Recently, when working with some young people, we spent some time with the score and realization of Cage's Williams Mix. An astonishing piece involving a plethora of source sound recordings and a hugely difficult-to-realize score requiring thousands of tape splices in wildly variable but breathtakingly precise dimensions and orientations. I don't know if there have been subsequent realizations of the piece to that made by Cage and colleagues in 1952/53, but Cage, with the publication of the score, explicitly suggests the possibility of new realizations. And now, it seems eminently realizable, in real time, as live computer music, with the computer randomly (or, more precisely, an approximation of randomly) selecting out and processing slices of sounds extracted from a stored library. An indefinite number of new realization could be made, but in doing so, are we learning or experiencing anything substantially different from that original realization?

3 comments:

Unknown said...

The process is not the piece. While Cage did repeat the process (or procedure) quite often the end result is often quite different. Cage always started with questions. Culver just sped up the process for answering them (though it was revealed that the I Ching program had a programming error that limited it's 'randomness').

Reproducing Williams Mix with today's home computer would still render "Williams Mix" the piece (the score would determine how events would change over time). However, using Culver's I Ching to determine time frames and pitch would yield a different piece (hence 1, 64, 81, 1o1 or any of the "squared' pieces).

And for me, this is completely different from the birth/death of a piece occurring at the same performance. For most of us the second performance is the recorded performance (and that's a whole different can of worms).

Daniel Wolf said...

Steve, what error are you referring to? Cage sometimes used biased decision-making processes (which were also realized in IC) and he was also well-aware that a computational random number generator was pseudo-random, but accepted this as an imitation of nature in operation, i.e. an imitation of a physically random system.

The evolution of Cage's thought with regard to chance is interesting and shows him to be much more sophisticated about the nature of his work than is often given credit. For example, his turn in the 1970s to a "music of contingency", some years after switching to the use of computer-generated pseudo-I-Ching output, represents an engagement with natural systems in which the relationship between cause and effect is, for a human observer, unpredictable.

Ben.H said...

I recall the error being in the earlier computerised I Ching Cage used, the one made by Lejaren Hiller in the late 1960s when they composed HPSCHD. The error was noticed when writing Mureau and/or Empty Words, which used all 14 volumes of Thoreau's Journal as source material: certain sections of text kept reappearing. Cage accepted the error and the consequences of it, as the error wasn't a conscious, subjective decision.

I didn't think it would be possible to realize Williams Mix in other media, as the score explicitly demands tape to be spliced at odd angles, and cut into irregular shapes. I have wondered before, if there was any way this effect could be simulated digitally, either as a treatment of sound or as a process in itself.

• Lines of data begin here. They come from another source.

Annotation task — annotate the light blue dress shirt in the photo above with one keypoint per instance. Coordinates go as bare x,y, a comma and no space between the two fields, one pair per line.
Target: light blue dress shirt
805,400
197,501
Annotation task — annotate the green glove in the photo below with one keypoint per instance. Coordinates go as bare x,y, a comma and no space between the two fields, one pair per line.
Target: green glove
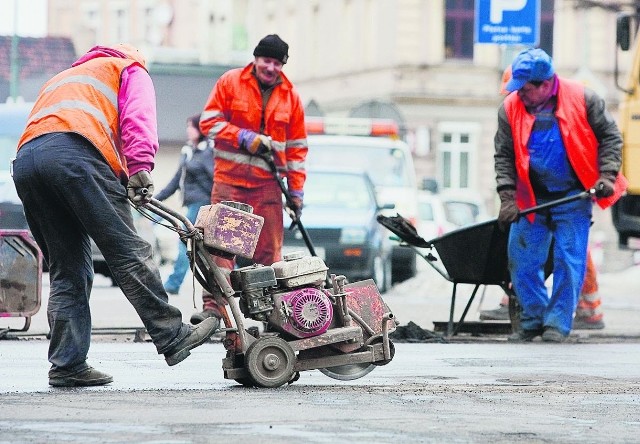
140,188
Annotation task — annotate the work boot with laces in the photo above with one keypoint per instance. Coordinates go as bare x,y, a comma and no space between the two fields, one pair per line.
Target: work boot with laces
83,378
198,336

Cage's use of chance is certainly a lot more complex than many people (even supportive critics) seem to think. This is probably largely because of Cage's own explanations and published rationales for his use of chance simplify it - to the point of misrepresenting it, in much of his earlier writing on the subject. It would be interesting to compare how his understanding of how to work with chance developed over time, to how he felt able to discuss it in increasingly sophisticated terms. Surely he couldn't have written Music Of Changes if his awareness of aesthetic considerations was as limitied as his essays and lectures of the time suggest, compared to the awareness evident in his working processes in the 1970s.